Gayrettepe'de 29 kişinin ölümüyle sonuçlanan diskotek yangının sebebi belirmeye başladı. İşletme sahipleri diskoteği bayramda açmak istiyordu, o yüzden tadilata hız verilmiş, aynı anda hem kaynakçılar hem marangozlar çalışıyordu ve yangın çıktı.
İstabul Gayrettepe’de Masquerade Clup adlı diskotekte tadilat sırasında çıkan yangında 29 kişinin ölmesi bir yandan Türkiye’nin yaşadığı en büyük yangın facialarından biri, bir yandan da şaşırtıcı: Yangın sonrası herkesin sorduğu soru, ‘Gündüz vakti, üstelik işletme de kapalıyken 29 kişinin orada ne işi vardı?’ Bu sorunun yanıtı, 16 katlı bir apartmanın en altındaki iki katta yer alan diskotekte tadilat yapılmasıyla bağlantılı. Ama bir tadilatta kaç kişi çalışırdı? Bu kadar çok insan neden oradaydı?
Şimdi bu sorunun da yanıtını biliyoruz: İşletme sahipleri, Ramazan ayında kapattıkları diskoteği tadilata almışlardı ve kapsamlı tadilatın bir an önce bitmesini, bayrama yetişmesini istiyorlardı.
O yüzden aynı anda birden fazla iş grubu tadilatta bir arada çalışıyordu. En vahimi, ses izolasyonu dahil izolasyon işlerini de yapan marangozlarla metal işlerini yapan kaynakçılar aynı anda ve yan yana çalışıyordu.
Nitekim, şimdi ifadelerden anlaşılıyor, daha tadilatın ilk günlerinde yine bir yangın çıkmıştı; çünkü kaynakçının çalıştığı yerde kolay tutuşabilen polyester ve cam elyafı izolasyon malzemeleri vardı, sıçrayan kıvılcımlar bunları tutuşturmuş, o yangın hemen söndürülmüştü.

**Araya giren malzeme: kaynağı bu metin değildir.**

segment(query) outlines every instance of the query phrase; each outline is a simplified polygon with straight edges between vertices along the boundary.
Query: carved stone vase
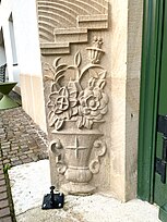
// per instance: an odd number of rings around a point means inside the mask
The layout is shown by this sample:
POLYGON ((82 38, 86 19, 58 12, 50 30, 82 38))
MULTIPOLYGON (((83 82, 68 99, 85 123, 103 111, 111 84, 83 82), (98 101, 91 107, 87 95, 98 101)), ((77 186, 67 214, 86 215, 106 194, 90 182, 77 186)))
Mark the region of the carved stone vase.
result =
POLYGON ((96 189, 90 182, 99 171, 99 158, 105 155, 106 145, 98 139, 103 134, 97 128, 74 126, 75 122, 69 121, 62 131, 53 131, 56 139, 50 143, 50 150, 58 157, 58 171, 67 181, 61 188, 68 194, 88 195, 96 189))

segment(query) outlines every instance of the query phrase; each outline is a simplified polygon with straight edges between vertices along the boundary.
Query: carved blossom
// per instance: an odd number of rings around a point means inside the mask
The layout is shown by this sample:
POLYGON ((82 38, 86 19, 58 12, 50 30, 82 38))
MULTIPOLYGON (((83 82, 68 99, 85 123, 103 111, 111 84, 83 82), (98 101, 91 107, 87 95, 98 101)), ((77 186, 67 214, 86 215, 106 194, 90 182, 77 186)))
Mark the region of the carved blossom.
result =
MULTIPOLYGON (((94 47, 87 48, 94 52, 103 52, 100 47, 102 38, 95 37, 94 47)), ((60 130, 65 120, 75 120, 77 127, 91 130, 94 122, 100 122, 103 115, 107 112, 108 97, 104 92, 106 84, 106 71, 95 63, 99 62, 98 53, 95 53, 95 60, 83 70, 80 70, 82 62, 81 53, 77 51, 74 55, 74 64, 58 64, 60 58, 55 59, 52 66, 45 65, 47 74, 45 77, 52 82, 51 94, 49 95, 49 126, 60 130), (96 67, 102 70, 96 71, 96 67), (61 83, 61 78, 65 78, 65 72, 73 70, 75 79, 70 81, 67 85, 61 83), (93 77, 88 81, 88 86, 83 89, 81 86, 81 77, 90 73, 93 77)))
POLYGON ((107 112, 108 97, 99 86, 95 86, 96 81, 92 78, 87 88, 79 95, 79 127, 92 128, 93 123, 100 121, 107 112))

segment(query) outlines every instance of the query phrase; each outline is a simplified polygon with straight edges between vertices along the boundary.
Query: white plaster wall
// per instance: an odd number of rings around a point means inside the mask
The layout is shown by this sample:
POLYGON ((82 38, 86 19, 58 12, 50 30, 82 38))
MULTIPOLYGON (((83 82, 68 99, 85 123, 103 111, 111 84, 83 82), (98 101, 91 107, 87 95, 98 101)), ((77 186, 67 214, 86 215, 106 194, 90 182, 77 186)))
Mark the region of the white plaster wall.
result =
POLYGON ((41 130, 46 132, 36 1, 2 0, 0 4, 0 28, 1 27, 3 28, 9 81, 19 82, 17 85, 21 86, 23 109, 33 118, 41 130), (13 66, 15 59, 11 53, 12 46, 9 26, 9 17, 11 13, 13 17, 17 66, 13 66), (31 82, 28 88, 25 81, 22 81, 21 83, 22 75, 28 76, 31 82), (33 83, 34 76, 38 78, 37 92, 33 83), (38 104, 34 99, 34 95, 38 97, 38 104))
POLYGON ((0 65, 5 63, 5 52, 4 48, 0 46, 0 65))

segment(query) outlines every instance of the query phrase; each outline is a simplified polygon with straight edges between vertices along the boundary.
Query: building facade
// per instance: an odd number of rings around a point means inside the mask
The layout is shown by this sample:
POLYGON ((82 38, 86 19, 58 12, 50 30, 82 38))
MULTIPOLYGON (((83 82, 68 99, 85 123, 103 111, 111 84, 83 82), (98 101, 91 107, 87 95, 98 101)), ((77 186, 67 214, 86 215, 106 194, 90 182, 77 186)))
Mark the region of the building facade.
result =
POLYGON ((51 183, 60 189, 165 203, 154 200, 162 161, 151 111, 165 90, 165 77, 155 81, 166 47, 162 2, 1 1, 0 64, 48 134, 51 183))

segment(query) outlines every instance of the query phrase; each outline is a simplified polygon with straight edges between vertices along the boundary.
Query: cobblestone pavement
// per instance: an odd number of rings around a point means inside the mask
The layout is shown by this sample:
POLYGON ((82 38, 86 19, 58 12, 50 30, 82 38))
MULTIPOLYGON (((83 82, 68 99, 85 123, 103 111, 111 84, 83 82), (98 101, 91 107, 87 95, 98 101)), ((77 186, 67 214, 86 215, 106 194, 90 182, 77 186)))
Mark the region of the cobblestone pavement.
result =
POLYGON ((8 170, 47 159, 47 136, 22 108, 0 111, 0 222, 15 222, 8 170))

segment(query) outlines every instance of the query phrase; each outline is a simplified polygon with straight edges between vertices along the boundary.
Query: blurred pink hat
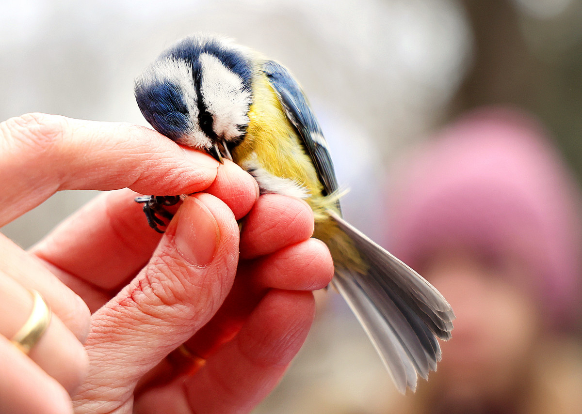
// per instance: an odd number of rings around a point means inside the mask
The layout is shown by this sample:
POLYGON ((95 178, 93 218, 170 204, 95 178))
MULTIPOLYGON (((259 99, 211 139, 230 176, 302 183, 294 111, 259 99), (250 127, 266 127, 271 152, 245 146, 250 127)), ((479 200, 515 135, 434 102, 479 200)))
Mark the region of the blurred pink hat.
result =
POLYGON ((549 322, 569 325, 579 308, 579 190, 546 137, 531 117, 502 107, 445 128, 393 178, 391 249, 413 267, 448 242, 517 255, 549 322))

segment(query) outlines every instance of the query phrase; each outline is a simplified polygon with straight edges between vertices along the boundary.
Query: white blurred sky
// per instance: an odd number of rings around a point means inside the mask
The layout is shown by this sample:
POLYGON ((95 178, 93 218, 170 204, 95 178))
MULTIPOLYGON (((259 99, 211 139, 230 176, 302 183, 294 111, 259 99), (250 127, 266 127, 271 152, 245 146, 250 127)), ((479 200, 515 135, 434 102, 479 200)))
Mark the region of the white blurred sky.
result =
MULTIPOLYGON (((380 237, 381 163, 430 129, 470 59, 452 0, 0 0, 0 119, 40 111, 145 124, 133 78, 196 31, 231 36, 290 69, 352 189, 346 216, 380 237)), ((58 197, 56 209, 69 213, 69 197, 58 197)), ((3 231, 28 245, 54 224, 55 210, 3 231)))

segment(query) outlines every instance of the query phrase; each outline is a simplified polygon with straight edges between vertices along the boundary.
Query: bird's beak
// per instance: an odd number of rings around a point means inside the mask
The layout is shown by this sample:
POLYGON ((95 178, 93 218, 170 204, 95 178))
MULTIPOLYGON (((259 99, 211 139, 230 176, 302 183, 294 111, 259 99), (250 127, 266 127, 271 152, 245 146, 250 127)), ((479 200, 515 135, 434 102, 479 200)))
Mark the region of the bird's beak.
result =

Bu yangın sonrası kaynakçılar bu malzemelerin kaynak işleri bitmeden yerleştirilmemesini istemiş, malzemeler sökülmüş, marangoz ve izolasyoncular beklemeye başlamıştı. Ama işletmenin beklemeye tahammülü yoktu, işlerin hızlandırılması için yeniden talimat geldi. İşte yangın da bu hızlandırma talimatı yüzünden çıktı. Kaynakçı kaynak yaparken yakındaki polyester malzeme bir kez daha tutuştu, bu sefer o yangın söndürülemedi ve diskotek 29 kişiye mezar oldu.
Yine ifadelerden anlaşılıyor, yangın sırasında içeride 30’dan fazla kişi vardı. Bunların bazıları dışarı çıkıp kurtulmayı başardı. Kurtulabilenlerden sadece biri işçi, diğerleri muhasebe elemanı vs işletmenin kendi çalışanları.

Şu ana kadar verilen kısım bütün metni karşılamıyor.